Within Sister Parish, we are often looking for resources that help explain our model to new people. As we try to recruit for delegations or share our experiences with friends and family, it can be hard to explain. Sometimes we do not know how to respond to the questions, “How was your trip?” or “But what do you do on a Sister Parish delegation?” when people are expecting to hear about a more traditional mission model.
Below are a number of articles about re-thinking mission trips and delegations. The articles challenge our thinking and invite us to further reflection. The authors encourage us to place relationships at the center, to receive as well as to give, to acknowledge our privilege and responsibility to others, and to learn from and support movements for justice in the countries we visit and at home, while recognizing how interconnected we are.
Long-term relationships are the heart of Sister Parish. We also believe that reflection before, during and after a delegation is an essential part of the transformative experience. We hope these articles will be helpful in bringing in new people, as well as in supporting a process of further reflection for those already involved.
Things No One Tells You About Going on Short-Term Mission Trips
“Developing countries do not need short-term heroes. They need long-term partners….Please don’t stop taking short-term missing trips, but do consider helping your team understand that how we do short-term mission trips may, in fact, matter more than what we do.”
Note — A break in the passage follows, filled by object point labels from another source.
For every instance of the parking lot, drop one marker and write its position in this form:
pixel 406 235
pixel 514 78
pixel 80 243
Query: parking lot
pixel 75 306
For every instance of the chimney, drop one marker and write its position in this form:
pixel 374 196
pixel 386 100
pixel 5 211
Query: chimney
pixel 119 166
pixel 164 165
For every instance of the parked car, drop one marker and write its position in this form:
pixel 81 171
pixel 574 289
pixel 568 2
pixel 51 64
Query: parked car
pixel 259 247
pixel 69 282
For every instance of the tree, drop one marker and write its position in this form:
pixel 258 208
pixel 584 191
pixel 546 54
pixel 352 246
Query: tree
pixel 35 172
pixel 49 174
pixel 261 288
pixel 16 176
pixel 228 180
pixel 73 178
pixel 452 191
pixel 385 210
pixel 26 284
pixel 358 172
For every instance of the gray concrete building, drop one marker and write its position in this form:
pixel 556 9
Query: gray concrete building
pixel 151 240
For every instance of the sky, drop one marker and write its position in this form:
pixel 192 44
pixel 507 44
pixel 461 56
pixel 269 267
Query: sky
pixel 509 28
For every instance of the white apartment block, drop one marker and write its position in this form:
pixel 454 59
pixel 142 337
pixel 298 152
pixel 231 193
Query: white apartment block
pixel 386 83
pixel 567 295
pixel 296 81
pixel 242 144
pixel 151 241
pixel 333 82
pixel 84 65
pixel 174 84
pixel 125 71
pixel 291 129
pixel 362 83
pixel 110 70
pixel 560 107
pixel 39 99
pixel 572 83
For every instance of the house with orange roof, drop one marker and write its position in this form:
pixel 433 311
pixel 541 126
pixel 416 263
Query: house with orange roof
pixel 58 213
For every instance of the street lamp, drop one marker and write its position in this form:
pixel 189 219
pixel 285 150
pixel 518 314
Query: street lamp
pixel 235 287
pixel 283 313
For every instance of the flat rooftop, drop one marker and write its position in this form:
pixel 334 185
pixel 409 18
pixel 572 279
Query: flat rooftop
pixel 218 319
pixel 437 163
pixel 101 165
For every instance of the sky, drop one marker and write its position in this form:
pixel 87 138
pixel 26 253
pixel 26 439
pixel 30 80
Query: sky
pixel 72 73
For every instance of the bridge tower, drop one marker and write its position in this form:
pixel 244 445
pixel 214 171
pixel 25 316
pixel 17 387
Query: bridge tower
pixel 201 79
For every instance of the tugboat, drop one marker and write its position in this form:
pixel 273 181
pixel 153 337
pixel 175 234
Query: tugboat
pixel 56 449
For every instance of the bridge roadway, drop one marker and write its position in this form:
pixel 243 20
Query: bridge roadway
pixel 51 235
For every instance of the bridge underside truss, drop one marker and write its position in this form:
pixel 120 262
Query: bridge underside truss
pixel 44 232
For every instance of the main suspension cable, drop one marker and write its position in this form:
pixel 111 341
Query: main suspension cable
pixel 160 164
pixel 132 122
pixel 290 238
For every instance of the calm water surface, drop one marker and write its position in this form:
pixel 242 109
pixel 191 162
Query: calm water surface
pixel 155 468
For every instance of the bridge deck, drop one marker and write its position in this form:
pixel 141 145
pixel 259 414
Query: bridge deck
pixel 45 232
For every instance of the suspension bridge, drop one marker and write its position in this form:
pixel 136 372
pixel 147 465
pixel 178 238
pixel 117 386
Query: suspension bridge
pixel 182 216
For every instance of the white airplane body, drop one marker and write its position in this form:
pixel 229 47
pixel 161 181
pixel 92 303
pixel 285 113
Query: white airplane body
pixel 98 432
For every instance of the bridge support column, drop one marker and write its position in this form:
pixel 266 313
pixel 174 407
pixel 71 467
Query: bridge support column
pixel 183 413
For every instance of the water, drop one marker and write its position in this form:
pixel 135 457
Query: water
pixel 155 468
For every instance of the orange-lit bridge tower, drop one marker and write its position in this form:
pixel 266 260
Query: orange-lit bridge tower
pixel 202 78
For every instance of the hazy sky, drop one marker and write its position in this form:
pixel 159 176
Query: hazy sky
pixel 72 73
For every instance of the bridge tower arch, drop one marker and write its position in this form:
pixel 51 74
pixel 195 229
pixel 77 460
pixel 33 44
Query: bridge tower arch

American Rabbis Visit Guatemala to Support Human Rights Advocates
“I am bringing back a sense that what happens here matters at home—and what happens at home matters here,” said Rabbi Michael Knopf of Temple Beth El in Richmond, Virginia. “We’re intertwined on levels we don’t fully appreciate or understand. And because we’re interconnected, we have a deep responsibility to one another.”
Rethinking that mission trip to Guatemala
“Let’s not merely offer our thoughts and prayers. Let’s offer solidarity and advocacy that give feet to our prayers. Let’s rethink that mission trip.”
The Cost of Short-Term Mission
“Short – term missions are expensive…But short – term missions can be worth every penny if they mark the beginning of a long-term relationship. Money invested in learning about the causes of poverty in developing nations – and what can be done – is money well spent.”